5.5 It was then contended by the department that for constituting an activity as processing of goods, the activity should be related to the goods belonging to the assessee. In other words, it was contended that when the activity was in the nature of doing job work on goods belonging to a customer, the activity will not amount to processing of goods. We are unable to accept this contention also. In the case of Kalsi Tyre (P.) Ltd. (supra), it was held that retreading of tyres will amount to processing of goods. Normally retreading is done on tyres belonging to customers and not on tyres belonging to the concern. But the learned departmental representative relied upon the following observation made by the High Court : ...But, as pointed out by the Tribunal, for all practical purposes and in the commercial sense of the term, the retreaded tyre is almost a new article and indeed it is well-known that retreaded tyres are also separately sold in the market in the same way as newly manufactured tyres.(p. 641) It was argued by the department that in coming to the conclusion, the Delhi High Court had relied upon the fact that retreaded tyres could be sold separately in market and that this cannot be said in the case of engines which have been rebored. But it is to be noted that the High Court did not say that the concern which did the retreading was dealing in retreaded tyres. A reading of the judgment will indicate that the retreading would have been held to be an activity of processing even if there was no separate market for retreaded tyres. The position seems to be quite clear from the decisions in Farrukhabad Cold Storage (P.) Ltd.'s case (supra) and Radha Nagar Cold Storage (P.) Ltd.'s case (supra), wherein the articles kept in the cold storage did not belong to the concerns, which were running the cold storage. Still it was held that the activity will amount to processing of goods. Although a market for rebored engines might not have developed as in the case of retreaded tyres, we are unable to find any distinction between the ultimate effect of the processing done in both the cases. As already stated, in both instances, goods which had become unusable arc restored to their original condition and given a new lease of life. This, in our opinion, clearly amounts to processing of goods. We, therefore, uphold the assessee's claim for exemption under Section 5(1)(xxxii) as regards her interest in Popular Garage.

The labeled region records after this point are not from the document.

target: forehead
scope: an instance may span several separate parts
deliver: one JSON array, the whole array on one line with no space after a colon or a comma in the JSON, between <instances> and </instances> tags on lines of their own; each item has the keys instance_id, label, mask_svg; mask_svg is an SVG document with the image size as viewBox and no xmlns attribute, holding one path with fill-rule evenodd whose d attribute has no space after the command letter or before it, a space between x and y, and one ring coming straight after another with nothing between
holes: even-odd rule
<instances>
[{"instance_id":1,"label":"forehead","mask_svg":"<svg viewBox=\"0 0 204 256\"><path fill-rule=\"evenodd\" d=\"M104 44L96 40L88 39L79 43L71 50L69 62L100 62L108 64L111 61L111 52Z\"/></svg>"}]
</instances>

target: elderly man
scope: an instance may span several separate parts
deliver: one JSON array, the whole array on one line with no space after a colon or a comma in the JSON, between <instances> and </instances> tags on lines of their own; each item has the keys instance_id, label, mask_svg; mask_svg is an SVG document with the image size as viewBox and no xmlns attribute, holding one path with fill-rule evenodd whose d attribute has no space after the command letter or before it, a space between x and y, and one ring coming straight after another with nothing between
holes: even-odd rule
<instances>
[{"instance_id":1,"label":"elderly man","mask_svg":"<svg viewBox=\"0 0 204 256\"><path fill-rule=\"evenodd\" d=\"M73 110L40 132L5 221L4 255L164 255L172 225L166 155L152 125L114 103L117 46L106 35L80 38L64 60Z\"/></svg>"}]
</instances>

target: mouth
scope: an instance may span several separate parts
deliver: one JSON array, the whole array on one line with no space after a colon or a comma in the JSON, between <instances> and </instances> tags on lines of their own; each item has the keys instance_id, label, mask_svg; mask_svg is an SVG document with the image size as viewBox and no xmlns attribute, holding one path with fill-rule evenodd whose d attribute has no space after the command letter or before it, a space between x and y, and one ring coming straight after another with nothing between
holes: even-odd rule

6. Ground No. 2 for the assessment year 1977-78 : The flats were purchased during the accounting period ending on 31-3-1976. Therefore, the Commissioner accepted the purchase price of the flats as the fair market value of the flats as on 31-3-1976. With regard to the assessment year 1977-78 for which the valuation date was 31-3-1977, the Commissioner was of the view that there would have been an increase in the value of flats which are situated in Bombay. He has only held that the value as on 31-3-1976 should not have been blindly adopted. He has only directed the WTO to determine the market value of the flats as on the relevant valuation date taking into account the relevant materials after giving clue opportunity to the assessee to furnish such materials as she may rely upon. We find no reason to interfere with this direction. If the version of the assessee is that there had been no increase in the value of the flats, it is open to the assessee to place the relevant materials before the WTO and to establish her case. We, therefore, find no reason to interfere with the order of the Commissioner on this aspect. This ground is decided against the assessee.
7. In the result, WT Appeal No. 138 (Coch.) of 1983 for the assessment year 1976-77 is allowed in part and WT Appeal No. 139 (Coch.) of 1983 for the assessment year 1977-78 is dismissed.